In contrast, the genus Dorea of the phylum Firmicutes has been reported to be inversely associated with both food sensitization and food allergy in infancy. Similarly, in early childhood, Dorea spp. were inversely correlated with D. pteronyssinus-specific IgE levels and appeared to be more specific to allergic rhinitis as shown in this study. Because of the persistent association of genus Dorea with allergy, an alteration in the composition of the Dorea spp. may lead to prevention or treatment of allergic rhinitis by altering the development of allergic sensitization to house dust mite.

Clostridium species from the phylum Firmicutes have been shown to strongly influence host immunity, and its colonization in very early life is associated with an increased risk of allergy. In this study, the genus Clostridium was consistently predominant in early childhood and was associated with asthma. Furthermore, a strong correlation was observed between Clostridium spp. and fecal IgE and serum D. pteronyssinus-specific IgE expression. In addition, Escherichia spp. from the phylum Proteobacteria also appeared to be correlated with mite sensitization related to asthma. These observations elucidate a potential role of certain bacteria in atopic diseases through suppression of immunological tolerance to allergens.

The major limitation of this study is the relatively small sample size that may understate potential differences. In addition, the difficulty in identifying all bacterial species in the gut flora limits the ability to fully resolve the identity of the taxa that may be important for the development of allergic airway diseases. However, an age-matched comparison group of healthy children without any atopy-related symptoms eliminates the dissimilarities in microbial compositions amongst a wide range of age groups. Repeated and careful characterization of the developing allergic phenotype at outpatient clinics also reduces the risk of misclassification. Most importantly, a direct investigation of the link between gut microbiota and IgE production in the feces of children with allergic diseases could represent the impacts of gut microbial dysbiosis on allergy, which makes our results valid and potentially important.

Conclusions

This study provides evidence that alterations in the composition of the gut microbiota have an association with allergic reactions to antigens contributing to childhood allergic airway diseases. In early childhood, total fecal IgE levels appear to be specifically correlated with house dust mite-specific IgE levels, indicating that fecal IgE levels represent markers of allergic response to aeroallergens. A significant correlation of fecal IgE levels with Dorea spp. and Clostridium spp. related to allergic rhinitis and asthma respectively suggests that modulation of particular subsets of gut microbial dysbiosis and subsequently, the allergen responses could potentially contribute to the susceptibility to allergic airway diseases. However, further work is required for the identification of specific species and functional studies as well as to understand the strength and mechanism of these associations.

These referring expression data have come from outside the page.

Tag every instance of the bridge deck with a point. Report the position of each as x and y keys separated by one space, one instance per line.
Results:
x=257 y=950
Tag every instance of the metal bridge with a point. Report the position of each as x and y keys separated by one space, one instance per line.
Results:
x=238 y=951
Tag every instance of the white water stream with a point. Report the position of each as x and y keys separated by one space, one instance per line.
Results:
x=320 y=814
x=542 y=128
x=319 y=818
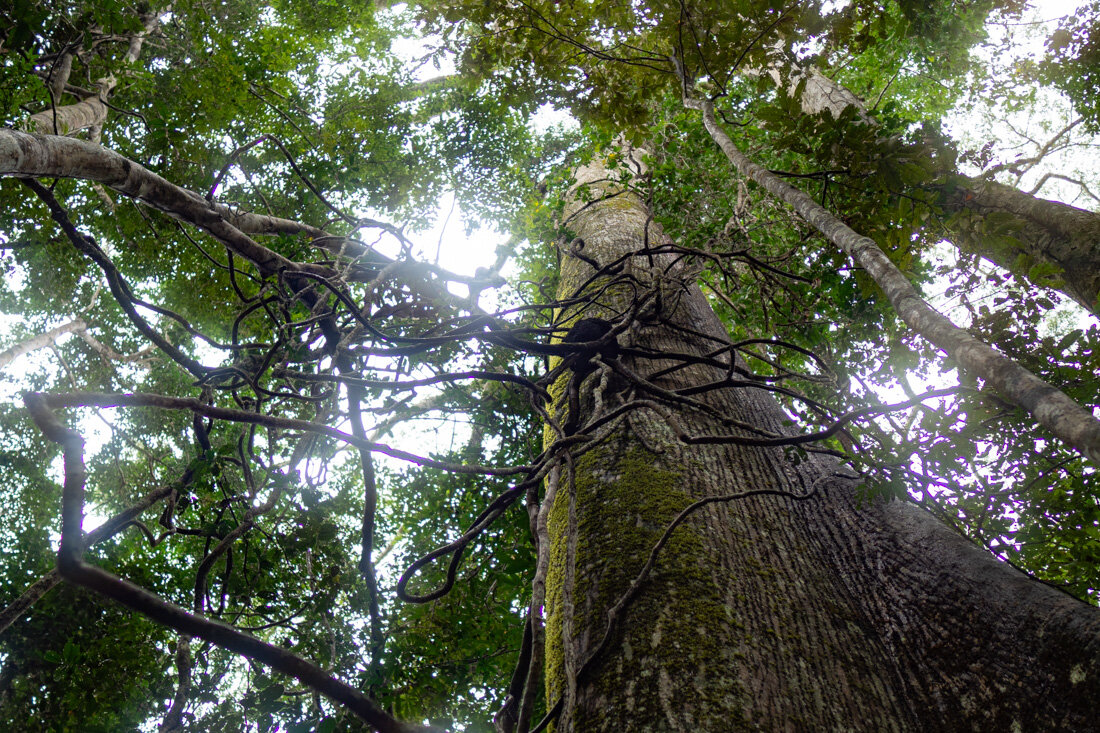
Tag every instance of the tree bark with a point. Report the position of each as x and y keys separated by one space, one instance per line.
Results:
x=1063 y=238
x=804 y=609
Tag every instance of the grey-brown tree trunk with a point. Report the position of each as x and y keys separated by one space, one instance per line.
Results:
x=771 y=612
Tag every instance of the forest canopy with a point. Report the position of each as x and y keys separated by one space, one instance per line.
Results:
x=493 y=365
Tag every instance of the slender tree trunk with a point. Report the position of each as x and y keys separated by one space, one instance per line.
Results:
x=769 y=611
x=1063 y=239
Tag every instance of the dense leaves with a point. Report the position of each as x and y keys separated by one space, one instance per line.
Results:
x=305 y=111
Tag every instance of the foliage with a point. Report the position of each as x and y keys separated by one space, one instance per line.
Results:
x=264 y=527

Availability of data and materials

The datasets used and/or analyzed during the current study are available from the corresponding author on reasonable request.

Ethics approval and consent to participate

This study was approved by the Ethics Committee of Chang Gung Memory Hospital (No. 104-3757B). Written informed consent was obtained from the parents or guardians of all the study subjects.

Consent for publication

All authors have approved the manuscript for submission.

Funding

This study was financially supported by research grants of CMRPG2G0651 and CMRPG2E0301 from the Chang Gung Memorial Hospital, Taiwan, and MOST 107-2314-B-182A-107 of the Ministry of Science and Technology in Taiwan.

Competing interests

The authors declare that they have no competing interests.